You wanna see unpolitically correct? Well, here is BUNCHY, written and illustrated by Joyce Lankester Brisley.
The cloth cover of the book shows a scribbled character. This is not Bunchy. Bunchy is "a little girl whose name was Bunchy ... who lived with her grandmother in a cottage in the country."
"There was only one thing missing, which was that she had nobody to play with."
I don't know why her name is Bunchy. No publication date given (!), but I've seen it given as 1951. But the style that Ms. Lankester chooses seems older.
The book is comprised of 10 stories, all of which are about this nice little girl who makes up stories to amuse herself. She will make little dolls out of wooden clothes pegs, make up stories about the buttons in a button bag, and so on. In the above drawing, Bunchy has set up a little shop while grandmother looks on. The stories all get out of hand as soon as grandmother is out of view, with characters coming alive and Bunchy no longer in control. Bunchy's absent parents are never mentioned. Perhaps they just couldn't handle our protagonist and abandoned her to her aged relative.
Grandmother is frequently leaving the cottage, letting this underage child with the hyperactive imagination all alone. The girl has no toys, so she has to invent them.
For instance, in "Bunchy and the Scribble Family," her drawings come to life, and she gets swept up in their world. Mr. and Mrs. Scribble invite her to their house, and Bunchy has to run ahead to hurriedly draw their cottage. When they can't get in, she realizes she forgot to draw the doorknob. Their voices sound funny because she carelessly has drawn their mouths crooked.
Each story has a title drawing and an introduction to our format. In "Bunchy and the Pastry Dough," grandmother leaves for the market. She has left a bit of pastry dough for Bunchy to play with. That's it. No Nintendo, no cell, no Facebook; just a cold, stiff wedge of dough left over from pie-making.
Bunchy makes a dough girl, and
"the little pastry-girl pulled her legs from off the table and jumped down with a soft thud on to the kitchen floor!
"... The little pastry-girl began stretching her self as if she were doing exercises, but Bunchy soon saw that she was trying to get her arms and legs more to the same length, for Bunchy had really made them rather odd."
Bunchy realizes the pastry-girl has no eyes, so she places currants for eyes and, with a spoon, makes a line for the mouth.
Bunchy makes a pastry-cat and a pastry-house.
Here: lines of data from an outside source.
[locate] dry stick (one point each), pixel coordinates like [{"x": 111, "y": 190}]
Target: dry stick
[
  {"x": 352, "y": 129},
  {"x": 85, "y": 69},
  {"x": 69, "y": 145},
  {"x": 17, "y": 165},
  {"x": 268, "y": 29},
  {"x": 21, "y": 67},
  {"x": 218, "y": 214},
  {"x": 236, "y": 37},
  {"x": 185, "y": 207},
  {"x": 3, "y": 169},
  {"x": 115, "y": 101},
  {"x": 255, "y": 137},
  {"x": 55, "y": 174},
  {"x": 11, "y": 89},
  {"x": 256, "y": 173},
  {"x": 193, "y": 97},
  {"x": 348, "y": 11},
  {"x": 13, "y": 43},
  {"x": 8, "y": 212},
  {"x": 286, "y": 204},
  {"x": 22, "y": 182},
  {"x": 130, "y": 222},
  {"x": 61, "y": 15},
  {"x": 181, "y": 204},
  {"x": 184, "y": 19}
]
And then they go in the pastry-house ... and the inside of the house has a kitchen, rooms, furniture, which surprises our title character since she didn't "make" any of the inside of the house.
They go to the kitchen, where
"the little pastry-girl picked up the pastry-cat and set it on top of the stove. Bunchy was afraid it would be too hot there, but it settled down quite contentedly ...."
And that nice little pastry-cat, who never did anyone, pastry or human, any harm, turns
"a golden brown colour. The next minute the pastry-girl had taken it from the stove, broken it in crisp pieces, and piled them on the plates on the table.
"Then she signed to Bunchy to draw up her chair and eat, and in some surprise Bunchy did so."
But wait, there's more.
"When the meal was finished, the pastry-girl led the way up some funny rubbery soft stairs to the little bedroom above.
"Here was a white pastry-bed, with a thick pastry-coverlet; and the little pastry-girl at once pulled her buttons off (which were the only things she could remove) and got into bed, making room for Bunchy to get in beside her.
"But Bunchy didn't want to get in -- the bed-clothes looked so cold and sticky. Still the little pastry-girl kept beckoning and patting the lump of pastry which served for a pillow."
Call the religious right! Call the CIA (both of 'em: the Central Intelligence Agency and the Culinary Institute of America)! This book is twisted and outta control!
Thanks to Rob McGrath for the news article which reminded me of this little known book on my shelf!